Book Review: Machete by Nick Brownlee

Machete
Nick Brownlee
Piatkus, 2010
ISBN #978-0-7499-4256-4
Trade Paperback

[This book is presently available only in/through the UK and Canada, not available in the US at this time]

As this book opens, it is Christmas morning in Mombasa, and a nine-year-old boy opens a box he finds under his tree, only to discover to his [and the reader’s horror] that it contains the severed head of his stepfather.  This is the third of four decapitations discovered within several days of each other, each with seemingly no connection to the others, and each universally liked and respected and thought to have no enemies.  The last of the four is the leading circuit judge of the Coast Province.  The weapon used is determined to be the eponymous one of the title.  The media, who delight in such things, dub the killer The Headhunter.  Lest things become dull, soon a new and different series of attacks begins, this one being called by the media the work of The Shanzu Shmasher..

This is the third in the series which introduced readers to Mombasa Detective Inspector Daniel Jouma of the Coast Province CID.  The diminutive [5′ 5″] Jouma finds himself completely stumped; no commonality seems to exist among the victims in either series of attacks.  He thinks “People were unknowable, their motives a mystery. After thirty years as a policeman he thought he’d understood that by now – but every day he discovered that in fact he didn’t have a clue.

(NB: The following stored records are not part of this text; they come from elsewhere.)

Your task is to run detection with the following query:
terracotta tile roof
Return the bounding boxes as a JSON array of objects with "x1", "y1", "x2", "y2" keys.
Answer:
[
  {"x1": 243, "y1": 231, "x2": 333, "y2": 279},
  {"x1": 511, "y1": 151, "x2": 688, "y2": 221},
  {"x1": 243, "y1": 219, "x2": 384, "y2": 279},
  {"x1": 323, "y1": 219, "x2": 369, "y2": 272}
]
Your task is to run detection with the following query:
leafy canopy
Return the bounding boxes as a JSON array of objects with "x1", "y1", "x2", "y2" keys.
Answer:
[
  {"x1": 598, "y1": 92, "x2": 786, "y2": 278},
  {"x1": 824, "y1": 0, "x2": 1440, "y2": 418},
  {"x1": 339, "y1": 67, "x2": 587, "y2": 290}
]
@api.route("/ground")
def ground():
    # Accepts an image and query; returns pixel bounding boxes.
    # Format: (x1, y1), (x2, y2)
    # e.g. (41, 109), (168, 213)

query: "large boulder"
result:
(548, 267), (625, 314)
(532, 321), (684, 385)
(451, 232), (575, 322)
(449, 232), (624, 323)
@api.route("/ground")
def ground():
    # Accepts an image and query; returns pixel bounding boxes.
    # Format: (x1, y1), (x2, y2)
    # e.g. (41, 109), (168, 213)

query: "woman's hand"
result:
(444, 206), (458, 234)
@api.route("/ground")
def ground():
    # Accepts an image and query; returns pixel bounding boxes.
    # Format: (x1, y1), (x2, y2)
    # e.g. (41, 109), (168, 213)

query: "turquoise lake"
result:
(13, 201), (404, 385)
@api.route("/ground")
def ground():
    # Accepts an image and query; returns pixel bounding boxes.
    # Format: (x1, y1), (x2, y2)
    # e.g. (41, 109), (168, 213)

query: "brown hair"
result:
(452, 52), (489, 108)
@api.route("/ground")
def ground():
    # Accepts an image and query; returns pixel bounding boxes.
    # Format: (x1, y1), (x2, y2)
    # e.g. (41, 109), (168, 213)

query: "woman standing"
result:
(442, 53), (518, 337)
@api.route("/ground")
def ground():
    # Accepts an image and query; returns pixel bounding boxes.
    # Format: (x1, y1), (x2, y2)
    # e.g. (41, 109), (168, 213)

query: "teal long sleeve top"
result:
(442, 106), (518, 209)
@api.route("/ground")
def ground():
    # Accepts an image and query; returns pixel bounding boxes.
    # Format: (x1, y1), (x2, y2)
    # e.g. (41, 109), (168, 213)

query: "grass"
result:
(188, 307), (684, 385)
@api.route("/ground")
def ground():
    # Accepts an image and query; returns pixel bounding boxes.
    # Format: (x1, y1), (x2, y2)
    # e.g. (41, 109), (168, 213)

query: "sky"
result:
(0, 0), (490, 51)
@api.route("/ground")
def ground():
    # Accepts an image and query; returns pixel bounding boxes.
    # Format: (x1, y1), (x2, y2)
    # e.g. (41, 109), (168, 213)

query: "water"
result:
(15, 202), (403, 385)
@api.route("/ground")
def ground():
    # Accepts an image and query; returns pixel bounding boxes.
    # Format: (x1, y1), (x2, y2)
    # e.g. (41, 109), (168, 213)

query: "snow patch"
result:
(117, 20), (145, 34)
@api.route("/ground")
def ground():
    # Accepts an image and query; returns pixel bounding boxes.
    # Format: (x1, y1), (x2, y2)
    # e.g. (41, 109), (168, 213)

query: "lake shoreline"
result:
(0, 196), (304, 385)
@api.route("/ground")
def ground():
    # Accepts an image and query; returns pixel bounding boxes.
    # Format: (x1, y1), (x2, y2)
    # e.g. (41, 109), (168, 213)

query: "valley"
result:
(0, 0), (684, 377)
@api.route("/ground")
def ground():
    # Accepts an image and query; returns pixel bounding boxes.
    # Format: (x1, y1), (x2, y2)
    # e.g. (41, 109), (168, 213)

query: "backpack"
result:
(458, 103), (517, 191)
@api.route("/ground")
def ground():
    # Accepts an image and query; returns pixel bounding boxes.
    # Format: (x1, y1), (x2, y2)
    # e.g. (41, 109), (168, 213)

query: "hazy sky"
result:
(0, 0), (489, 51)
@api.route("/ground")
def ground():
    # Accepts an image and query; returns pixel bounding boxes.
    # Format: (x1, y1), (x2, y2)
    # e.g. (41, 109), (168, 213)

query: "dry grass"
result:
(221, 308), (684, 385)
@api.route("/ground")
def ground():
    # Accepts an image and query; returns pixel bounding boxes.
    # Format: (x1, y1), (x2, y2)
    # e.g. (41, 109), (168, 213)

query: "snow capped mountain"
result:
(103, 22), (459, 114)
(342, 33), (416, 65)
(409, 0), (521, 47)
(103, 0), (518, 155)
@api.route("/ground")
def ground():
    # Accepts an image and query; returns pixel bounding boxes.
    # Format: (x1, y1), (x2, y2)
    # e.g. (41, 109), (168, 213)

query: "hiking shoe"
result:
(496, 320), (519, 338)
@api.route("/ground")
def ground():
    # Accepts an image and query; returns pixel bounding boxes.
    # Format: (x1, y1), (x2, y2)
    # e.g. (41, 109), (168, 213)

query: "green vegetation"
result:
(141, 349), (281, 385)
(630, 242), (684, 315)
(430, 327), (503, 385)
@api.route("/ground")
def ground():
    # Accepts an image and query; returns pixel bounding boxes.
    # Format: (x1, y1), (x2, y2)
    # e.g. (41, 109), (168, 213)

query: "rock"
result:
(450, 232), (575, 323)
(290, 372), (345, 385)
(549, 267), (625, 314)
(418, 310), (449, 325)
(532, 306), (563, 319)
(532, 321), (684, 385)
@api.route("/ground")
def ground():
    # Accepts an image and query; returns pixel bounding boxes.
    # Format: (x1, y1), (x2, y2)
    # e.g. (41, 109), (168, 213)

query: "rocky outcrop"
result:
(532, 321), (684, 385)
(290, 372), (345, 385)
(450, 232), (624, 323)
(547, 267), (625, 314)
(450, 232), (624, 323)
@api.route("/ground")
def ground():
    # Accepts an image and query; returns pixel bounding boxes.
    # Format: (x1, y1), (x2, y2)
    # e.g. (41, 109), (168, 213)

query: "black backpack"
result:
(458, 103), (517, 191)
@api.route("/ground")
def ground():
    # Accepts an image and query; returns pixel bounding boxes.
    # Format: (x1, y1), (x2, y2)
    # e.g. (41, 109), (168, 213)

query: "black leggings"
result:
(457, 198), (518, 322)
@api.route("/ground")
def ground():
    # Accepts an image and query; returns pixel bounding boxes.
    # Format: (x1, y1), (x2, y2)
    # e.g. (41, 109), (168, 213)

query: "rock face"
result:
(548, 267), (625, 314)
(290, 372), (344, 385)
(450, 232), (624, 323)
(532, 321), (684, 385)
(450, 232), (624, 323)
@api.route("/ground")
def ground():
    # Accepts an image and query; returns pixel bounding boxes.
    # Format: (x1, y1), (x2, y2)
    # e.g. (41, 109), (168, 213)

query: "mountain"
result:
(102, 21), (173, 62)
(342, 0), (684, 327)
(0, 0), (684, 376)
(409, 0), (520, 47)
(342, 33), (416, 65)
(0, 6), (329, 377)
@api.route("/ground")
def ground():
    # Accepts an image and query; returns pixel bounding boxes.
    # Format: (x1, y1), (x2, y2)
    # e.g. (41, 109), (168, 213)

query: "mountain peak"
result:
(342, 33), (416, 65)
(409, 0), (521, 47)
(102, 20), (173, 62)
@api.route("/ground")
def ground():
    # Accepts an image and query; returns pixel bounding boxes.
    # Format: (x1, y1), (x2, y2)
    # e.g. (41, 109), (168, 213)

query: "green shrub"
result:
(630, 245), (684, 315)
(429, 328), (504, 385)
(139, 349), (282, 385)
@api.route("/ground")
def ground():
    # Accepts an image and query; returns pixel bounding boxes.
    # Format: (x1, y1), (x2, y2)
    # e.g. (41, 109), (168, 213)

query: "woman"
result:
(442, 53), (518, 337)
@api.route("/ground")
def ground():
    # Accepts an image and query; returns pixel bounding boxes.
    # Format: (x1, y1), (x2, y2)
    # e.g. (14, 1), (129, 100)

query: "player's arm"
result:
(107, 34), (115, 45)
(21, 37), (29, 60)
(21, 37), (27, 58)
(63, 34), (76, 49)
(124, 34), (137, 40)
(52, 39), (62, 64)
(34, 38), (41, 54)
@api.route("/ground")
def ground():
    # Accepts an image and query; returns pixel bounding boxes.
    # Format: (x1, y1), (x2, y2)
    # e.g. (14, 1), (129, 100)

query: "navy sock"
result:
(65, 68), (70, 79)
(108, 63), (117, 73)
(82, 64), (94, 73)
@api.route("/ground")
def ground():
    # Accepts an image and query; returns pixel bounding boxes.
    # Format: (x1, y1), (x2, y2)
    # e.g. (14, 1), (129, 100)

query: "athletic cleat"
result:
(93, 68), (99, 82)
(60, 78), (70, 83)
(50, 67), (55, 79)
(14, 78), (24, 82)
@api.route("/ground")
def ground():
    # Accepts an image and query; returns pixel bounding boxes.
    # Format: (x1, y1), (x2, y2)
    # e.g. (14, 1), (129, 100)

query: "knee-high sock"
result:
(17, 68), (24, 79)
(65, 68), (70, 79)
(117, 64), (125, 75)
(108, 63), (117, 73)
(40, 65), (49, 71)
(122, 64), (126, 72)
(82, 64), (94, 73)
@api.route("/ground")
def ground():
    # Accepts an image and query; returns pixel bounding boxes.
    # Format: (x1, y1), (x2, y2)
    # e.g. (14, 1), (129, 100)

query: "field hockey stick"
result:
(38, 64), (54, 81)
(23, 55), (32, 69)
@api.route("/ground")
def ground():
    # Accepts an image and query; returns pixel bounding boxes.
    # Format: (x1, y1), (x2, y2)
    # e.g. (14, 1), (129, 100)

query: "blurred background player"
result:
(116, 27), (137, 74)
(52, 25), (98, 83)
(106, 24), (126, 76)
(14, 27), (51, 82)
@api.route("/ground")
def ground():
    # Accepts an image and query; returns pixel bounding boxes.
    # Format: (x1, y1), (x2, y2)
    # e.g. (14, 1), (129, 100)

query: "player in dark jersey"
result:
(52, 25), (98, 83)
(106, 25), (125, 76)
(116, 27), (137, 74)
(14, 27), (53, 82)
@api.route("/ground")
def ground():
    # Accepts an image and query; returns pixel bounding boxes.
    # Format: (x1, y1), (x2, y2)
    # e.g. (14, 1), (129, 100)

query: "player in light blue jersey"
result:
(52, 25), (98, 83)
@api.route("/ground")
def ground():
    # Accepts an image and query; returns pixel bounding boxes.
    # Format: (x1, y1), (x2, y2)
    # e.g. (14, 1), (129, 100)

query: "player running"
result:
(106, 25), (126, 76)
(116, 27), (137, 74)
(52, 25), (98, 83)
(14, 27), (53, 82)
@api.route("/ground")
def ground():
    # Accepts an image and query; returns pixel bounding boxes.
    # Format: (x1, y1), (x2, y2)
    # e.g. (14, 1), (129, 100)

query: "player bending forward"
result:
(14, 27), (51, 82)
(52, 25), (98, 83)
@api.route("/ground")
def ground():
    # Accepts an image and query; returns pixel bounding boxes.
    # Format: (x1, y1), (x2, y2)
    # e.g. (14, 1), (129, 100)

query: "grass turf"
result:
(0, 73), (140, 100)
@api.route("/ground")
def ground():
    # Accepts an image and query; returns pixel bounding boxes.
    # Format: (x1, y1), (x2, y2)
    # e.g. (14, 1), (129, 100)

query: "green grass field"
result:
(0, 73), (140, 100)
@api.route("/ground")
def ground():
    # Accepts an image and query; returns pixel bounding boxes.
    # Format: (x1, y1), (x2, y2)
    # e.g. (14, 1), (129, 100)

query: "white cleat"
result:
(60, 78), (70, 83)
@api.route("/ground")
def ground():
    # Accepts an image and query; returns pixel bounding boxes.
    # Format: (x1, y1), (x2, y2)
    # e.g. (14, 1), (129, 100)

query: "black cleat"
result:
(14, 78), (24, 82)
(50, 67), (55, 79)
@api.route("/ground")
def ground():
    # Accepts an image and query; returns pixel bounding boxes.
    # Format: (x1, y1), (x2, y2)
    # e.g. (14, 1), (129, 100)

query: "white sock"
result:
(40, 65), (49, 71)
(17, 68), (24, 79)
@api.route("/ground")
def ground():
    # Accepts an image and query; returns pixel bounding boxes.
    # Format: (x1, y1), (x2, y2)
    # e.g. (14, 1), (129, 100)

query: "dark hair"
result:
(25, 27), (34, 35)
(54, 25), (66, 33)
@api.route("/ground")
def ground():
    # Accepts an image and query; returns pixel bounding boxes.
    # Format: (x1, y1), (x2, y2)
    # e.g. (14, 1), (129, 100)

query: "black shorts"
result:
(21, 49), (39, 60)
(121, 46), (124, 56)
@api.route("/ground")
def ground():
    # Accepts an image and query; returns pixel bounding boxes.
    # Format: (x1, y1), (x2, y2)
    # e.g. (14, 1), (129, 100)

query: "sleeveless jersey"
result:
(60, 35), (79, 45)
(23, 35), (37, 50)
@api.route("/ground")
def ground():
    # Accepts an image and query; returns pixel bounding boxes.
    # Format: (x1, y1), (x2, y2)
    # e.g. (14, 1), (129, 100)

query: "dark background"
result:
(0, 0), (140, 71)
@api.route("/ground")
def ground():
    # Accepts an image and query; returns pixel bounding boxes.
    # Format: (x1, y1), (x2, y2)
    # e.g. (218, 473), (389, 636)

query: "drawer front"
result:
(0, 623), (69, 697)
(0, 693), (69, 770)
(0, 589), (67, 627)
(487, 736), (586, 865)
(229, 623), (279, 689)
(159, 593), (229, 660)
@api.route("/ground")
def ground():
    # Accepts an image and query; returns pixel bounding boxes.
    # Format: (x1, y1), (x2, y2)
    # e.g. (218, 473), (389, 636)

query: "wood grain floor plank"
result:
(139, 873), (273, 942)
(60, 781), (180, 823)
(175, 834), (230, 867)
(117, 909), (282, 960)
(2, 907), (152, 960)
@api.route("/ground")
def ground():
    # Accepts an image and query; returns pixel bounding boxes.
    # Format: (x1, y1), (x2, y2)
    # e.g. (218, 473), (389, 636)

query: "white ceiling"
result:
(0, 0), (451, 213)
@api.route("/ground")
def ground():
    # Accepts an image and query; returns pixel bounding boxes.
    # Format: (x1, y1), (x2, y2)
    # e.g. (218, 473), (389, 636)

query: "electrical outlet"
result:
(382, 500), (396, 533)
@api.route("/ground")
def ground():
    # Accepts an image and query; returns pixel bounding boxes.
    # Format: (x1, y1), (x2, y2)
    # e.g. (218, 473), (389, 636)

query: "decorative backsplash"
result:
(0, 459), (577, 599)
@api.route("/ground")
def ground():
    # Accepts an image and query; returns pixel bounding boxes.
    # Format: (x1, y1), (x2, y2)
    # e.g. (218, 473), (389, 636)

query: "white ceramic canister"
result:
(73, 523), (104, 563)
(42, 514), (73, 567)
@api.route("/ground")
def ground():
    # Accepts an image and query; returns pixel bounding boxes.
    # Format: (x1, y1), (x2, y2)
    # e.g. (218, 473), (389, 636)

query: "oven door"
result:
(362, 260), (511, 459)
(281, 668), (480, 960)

He just bumbled along making assumptions until the truth came up and smacked him in the face.”

The other protagonist is Jake Moore, 35-year-old ex-Scotland Yard cop who for the last five years has skippered and co-owned a game fishing boat.  Having left England after having been shot and seriously wounded, he had come to Kenya, as he says, “for the quiet life,” except that’s not the way it turned out.  At the conclusion of the second book in the series, Burn (aka Blood and Fire in the US), he barely survived an assassin’s knife, and has now just been released from the hospital after spending “six weeks at death’s door” and undergoing 16 hours of surgery, his heart having stopped four times in the process.  Although both men become involved in the search for The Headhunter, they don’t even get together until two-thirds of the way through the book.  As Jake describes it, “Jouma and I run into each other occasionally.  Normally all hell breaks loose when we do, so we try to keep out of each other’s way as much as possible.”  And indeed, when they do get together this time, that is precisely what happens as they search for the machete-wielding serial killer.

And just when you think all is resolved and the author is done with you – rest assured that he is not!  [The fourth book in the series, Snakepit, is due out from Piatkus in the UK in July of 2011, something to which this terrific author’s fans, among whom I count myself, can look forward.]   Recommended.

Reviewed by Gloria Feit, November 2010.